Stenting of the popliteal artery (PA) is a therapeutic option for several diseases affecting this artery, including atherosclerosis, aneurysm, and injury with pseudoaneurysm and/or arteriovenous fistulae formation.1–6 Because the PA is exposed to movements of the knee joint, self-expandable stents and endovascular stent grafts are commonly used owing to their crush-reversible properties. This condition is advantageous in areas where the body is exposed to external force or movements.7 However, fractures of self-expandable stents have been reported, including those used in the PA.8,9 Vessel compression and movement are thought to promote development of hinge points (HPs), which ultimately lead to stent fractures.9 However, it is still not completely clear where HPs occur in the PA.
The purpose of the present retrospective study was to describe the morphologic changes of the PA during knee flexion and their relationship with bone structures using dynamic angiography (DA).
Patients and Methods
In February 2000, a patient who had a stent implanted in her right PA underwent angiography at our institution.
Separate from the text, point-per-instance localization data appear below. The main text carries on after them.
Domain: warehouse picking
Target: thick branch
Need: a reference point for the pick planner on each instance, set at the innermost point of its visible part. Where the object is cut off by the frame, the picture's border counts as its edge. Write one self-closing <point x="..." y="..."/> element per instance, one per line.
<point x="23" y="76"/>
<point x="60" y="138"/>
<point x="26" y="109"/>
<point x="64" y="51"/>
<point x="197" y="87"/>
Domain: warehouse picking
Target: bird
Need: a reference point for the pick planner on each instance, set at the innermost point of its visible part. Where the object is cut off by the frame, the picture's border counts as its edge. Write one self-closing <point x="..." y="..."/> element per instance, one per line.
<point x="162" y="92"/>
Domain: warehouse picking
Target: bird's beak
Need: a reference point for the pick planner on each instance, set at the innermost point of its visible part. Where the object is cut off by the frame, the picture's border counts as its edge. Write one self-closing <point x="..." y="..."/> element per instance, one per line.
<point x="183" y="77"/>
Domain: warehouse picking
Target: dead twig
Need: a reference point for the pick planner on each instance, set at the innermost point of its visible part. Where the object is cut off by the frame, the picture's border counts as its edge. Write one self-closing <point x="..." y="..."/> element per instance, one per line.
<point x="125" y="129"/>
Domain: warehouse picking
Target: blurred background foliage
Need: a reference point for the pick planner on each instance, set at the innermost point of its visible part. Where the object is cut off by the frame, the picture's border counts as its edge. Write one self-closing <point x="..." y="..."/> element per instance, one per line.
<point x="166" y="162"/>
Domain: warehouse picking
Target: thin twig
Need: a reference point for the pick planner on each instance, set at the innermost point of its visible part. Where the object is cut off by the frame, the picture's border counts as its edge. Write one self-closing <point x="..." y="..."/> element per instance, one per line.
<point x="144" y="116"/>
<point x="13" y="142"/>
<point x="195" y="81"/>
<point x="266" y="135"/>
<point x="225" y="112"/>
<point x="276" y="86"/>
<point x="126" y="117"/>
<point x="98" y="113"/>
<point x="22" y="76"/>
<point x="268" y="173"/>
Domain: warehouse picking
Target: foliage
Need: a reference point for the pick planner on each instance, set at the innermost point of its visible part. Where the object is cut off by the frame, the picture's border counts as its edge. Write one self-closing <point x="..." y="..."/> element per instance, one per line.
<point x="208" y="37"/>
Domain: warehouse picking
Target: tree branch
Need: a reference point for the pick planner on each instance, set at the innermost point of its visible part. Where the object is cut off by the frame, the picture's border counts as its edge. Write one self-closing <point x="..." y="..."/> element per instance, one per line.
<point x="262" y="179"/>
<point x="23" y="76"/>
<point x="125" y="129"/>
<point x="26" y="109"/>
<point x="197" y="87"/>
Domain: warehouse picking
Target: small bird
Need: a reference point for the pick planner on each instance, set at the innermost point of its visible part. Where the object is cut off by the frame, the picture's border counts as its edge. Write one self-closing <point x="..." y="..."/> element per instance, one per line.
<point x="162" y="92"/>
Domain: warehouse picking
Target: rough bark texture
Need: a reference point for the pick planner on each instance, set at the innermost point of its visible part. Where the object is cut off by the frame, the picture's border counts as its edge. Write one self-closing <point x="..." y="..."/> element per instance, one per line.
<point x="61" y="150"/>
Because the patient was unable to extend her right knee due to severe pain, angiography was performed with the knee bent at 100º. Arterial blood flow was severely decreased in the distal end of the stent. The low-flow segment was coincident with the presence of an HP of the PA (Figure 1).
This observation led us to routinely perform conventional angiography (CA) (with the knee in extension) followed by a DA (with the knee in flexion), as an attempt to identify the exact place where the PA has an HP during knee flexion in those patients requiring a therapeutic procedure involving the PA.
Patients. Adult patients who had been referred to our department by their primary physician for angiography of the lower extremities to diagnose arterial disease were included. Only symptomatic legs were studied. DA was not performed in patients with renal failure (serum creatinine >= 1.40 mg/dL), history of allergy or intolerance to the contrast material injected during CA, and/or a segment of the PA that was not visible during CA.